Rule 95. Uncompensated or abusive forced labour is prohibited.
State practice establishes this rule as a norm of customary international law applicable in both international and non-international armed conflicts.
In the context of international armed conflicts, the Third Geneva Convention provides that “the Detaining Power may utilize the labour of prisoners of war who are physically fit, taking into account their age, sex, rank and physical aptitude, and with a view particularly to maintaining them in a good state of physical and mental health”.
The Convention lists in detail the types of work a prisoner of war may be compelled to perform, “besides work connected with camp administration, installation or maintenance”.
This list builds upon the general prohibition found in the 1929 Geneva Convention Relative to the Treatment of Prisoners of War that “work done by prisoners of war shall have no direct connection with the operations of the war”.
In addition, the Third Geneva Convention provides that “unless he be a volunteer, no prisoner of war may be employed on labour which is of an unhealthy or dangerous nature. No prisoner of war shall be assigned to labour which would be looked upon as humiliating for a member of the Detaining Power’s own forces. The removal of mines or similar devices shall be considered as dangerous labour.”
The Convention contains further detailed provisions concerning working conditions, duration of labour, working pay, occupational accidents and medical supervision.
The Fourth Geneva Convention provides that protected civilians may be compelled to work, but only under strict conditions, excluding work which is “directly related to the conduct of military operations” or which would involve them “in the obligation of taking part in military operations”, and payment of a wage is required.
Lastly, the Fourth Geneva Convention provides that civilian internees shall not be employed “unless they so desire”, in which case they must also receive a salary.
The military manuals and the legislation of many States state that imposing forced labour on prisoners of war or civilians,
as well as compelling prisoners of war or civilians to perform prohibited work, are criminal offences.
In several national war crimes trials, the accused were found guilty of having forced prisoners of war or civilians to engage in work related to the war.

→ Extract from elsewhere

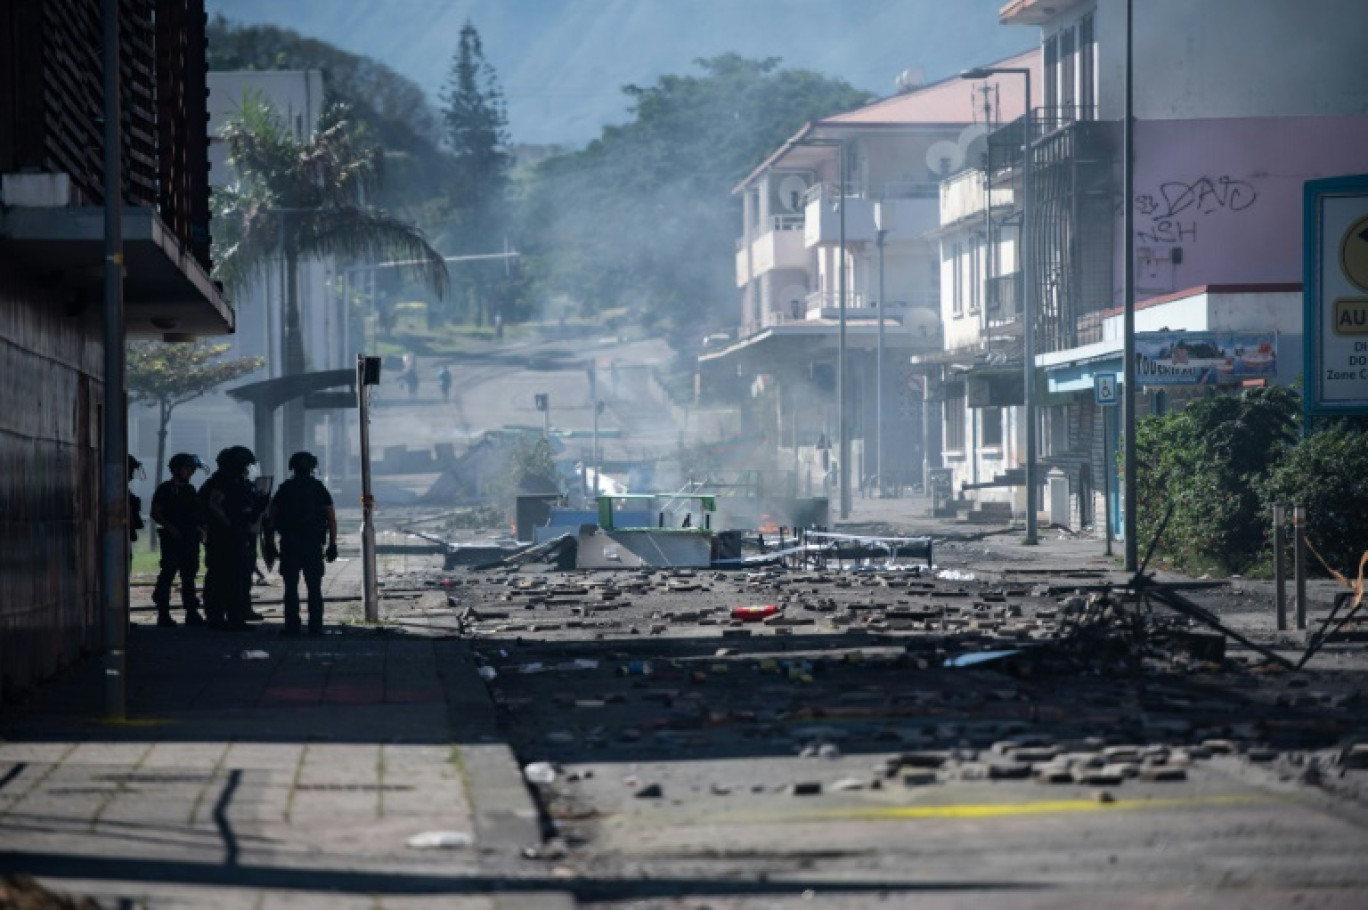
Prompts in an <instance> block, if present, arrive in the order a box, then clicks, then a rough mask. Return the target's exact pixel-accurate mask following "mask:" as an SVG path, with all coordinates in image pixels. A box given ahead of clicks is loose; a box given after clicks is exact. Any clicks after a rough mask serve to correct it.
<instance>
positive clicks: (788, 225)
mask: <svg viewBox="0 0 1368 910" xmlns="http://www.w3.org/2000/svg"><path fill="white" fill-rule="evenodd" d="M802 230H803V216H802V215H772V216H770V218H769V219H766V220H763V222H761V224H759V227H758V229H757V230H755V233H754V234H750V235H741V237H737V238H736V249H737V252H740V250H743V249H746V246H747V245H750V242H751V241H752V239H755V238H757V237H763V235H765V234H769V233H770V231H802Z"/></svg>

In the context of non-international armed conflicts, Additional Protocol II provides that persons who are deprived of their liberty for reasons related to the armed conflict “shall, if made to work, have the benefit of working conditions and safeguards similar to those enjoyed by the local civilian population”.
The Forced Labour Convention and Convention concerning the Abolition of Forced Labour, as well as the International Covenant on Civil and Political Rights and the regional human rights conventions, prohibit “forced or compulsory labour”.

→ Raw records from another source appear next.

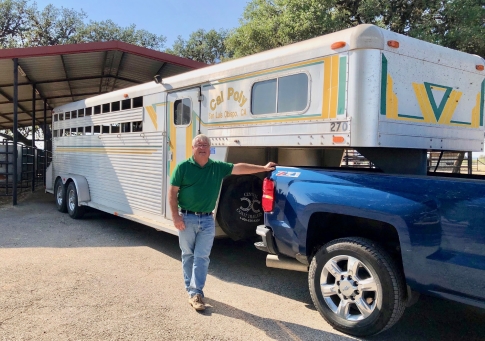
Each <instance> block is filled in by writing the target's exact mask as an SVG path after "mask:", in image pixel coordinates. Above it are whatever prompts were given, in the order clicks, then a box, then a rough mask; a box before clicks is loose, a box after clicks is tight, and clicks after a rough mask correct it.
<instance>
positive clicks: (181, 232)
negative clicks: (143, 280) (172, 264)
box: [179, 213, 215, 297]
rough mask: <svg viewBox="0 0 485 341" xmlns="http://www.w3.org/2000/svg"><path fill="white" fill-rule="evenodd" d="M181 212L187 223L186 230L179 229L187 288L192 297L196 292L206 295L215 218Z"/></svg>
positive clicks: (203, 296)
mask: <svg viewBox="0 0 485 341" xmlns="http://www.w3.org/2000/svg"><path fill="white" fill-rule="evenodd" d="M180 214H181V215H182V218H183V219H184V224H185V230H183V231H179V245H180V249H181V250H182V267H183V272H184V281H185V289H186V290H187V292H188V293H189V296H190V297H192V296H194V295H195V294H201V295H202V297H204V292H203V291H202V289H204V285H205V280H206V278H207V271H208V269H209V262H210V260H209V255H210V252H211V249H212V244H213V242H214V236H215V224H214V218H213V217H212V216H210V215H209V216H207V215H206V216H197V215H195V214H185V213H180Z"/></svg>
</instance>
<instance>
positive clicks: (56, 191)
mask: <svg viewBox="0 0 485 341" xmlns="http://www.w3.org/2000/svg"><path fill="white" fill-rule="evenodd" d="M54 197H55V198H56V207H57V210H58V211H59V212H62V213H66V212H67V205H66V186H64V184H63V183H62V180H61V179H60V178H58V179H57V180H56V184H55V186H54Z"/></svg>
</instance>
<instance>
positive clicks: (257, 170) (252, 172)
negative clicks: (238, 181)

The Forced Labour Convention defines this as “all work or service which is exacted from any person under the menace of any penalty and for which the said person has not offered himself voluntarily”.
But human rights law provides for exceptions to the general rule in that certain types of labour would not amount to unlawful forced labour, for example, labour by prisoners within prison establishments, labour required for the community to overcome calamity situations or normal civic obligations.

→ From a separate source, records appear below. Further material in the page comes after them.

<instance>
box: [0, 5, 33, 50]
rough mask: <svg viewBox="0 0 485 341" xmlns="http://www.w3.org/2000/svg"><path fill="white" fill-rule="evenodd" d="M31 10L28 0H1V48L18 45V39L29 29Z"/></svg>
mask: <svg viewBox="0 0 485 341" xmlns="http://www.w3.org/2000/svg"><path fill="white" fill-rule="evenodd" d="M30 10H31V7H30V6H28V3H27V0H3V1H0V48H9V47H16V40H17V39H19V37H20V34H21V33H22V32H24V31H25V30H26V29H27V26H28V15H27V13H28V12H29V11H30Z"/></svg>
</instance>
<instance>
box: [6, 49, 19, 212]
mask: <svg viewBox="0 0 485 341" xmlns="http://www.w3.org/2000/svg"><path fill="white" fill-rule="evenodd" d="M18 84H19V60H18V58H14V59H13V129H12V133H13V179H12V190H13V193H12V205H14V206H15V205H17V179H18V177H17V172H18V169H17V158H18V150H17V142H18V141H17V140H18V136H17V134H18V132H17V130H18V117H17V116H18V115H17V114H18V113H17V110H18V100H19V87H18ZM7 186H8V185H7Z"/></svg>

In addition, contrary to the prohibition of slavery and the slave trade, the prohibition of forced or compulsory labour may be derogated from, for example, in case of armed conflict where the above-mentioned specific rules of international humanitarian law become applicable.
Deportation to slave labour violates the prohibition of deportation (see Rule 129) but has also been specified as a separate war crime in international armed conflicts. The Charter of the International Military Tribunal at Nuremberg included “deportation to slave labour or for any other purpose of civilian population of or in occupied territory” as a war crime.
Several defendants before the Tribunal were charged with and convicted of deporting thousands of civilians for slave labour, i.e., performing compulsory uncompensated labour.
Deportation to slave labour is also prohibited by the military manuals and legislation of several States.
Several national courts have found persons guilty of this crime, including in the List (Hostages Trial) case
, in which the accused was found guilty of “deportation to slave labour of prisoners of war and members of the civilian populations in territories occupied by the German Armed Forces”.
Compelling persons to serve in the forces of a hostile power is a specific type of forced labour that is prohibited in international armed conflicts. The Hague Regulations specify that it is forbidden to compel nationals of the hostile party to take part in operations of war directed against their own country, even if they were in the belligerent’s service before the war.
The Third and Fourth Geneva Conventions state that so compelling a prisoner of war or a protected civilian is a grave breach.
The prohibition is repeated in the list of war crimes in the Statute of the International Criminal Court.
The prohibition on compelling persons to serve in the forces of a hostile power is contained in numerous military manuals.
It is also set forth in the legislation of a large number of States.
The reasoning behind the rule is the distressing and dishonourable nature of making persons participate in military operations against their own country – whether or not they are remunerated.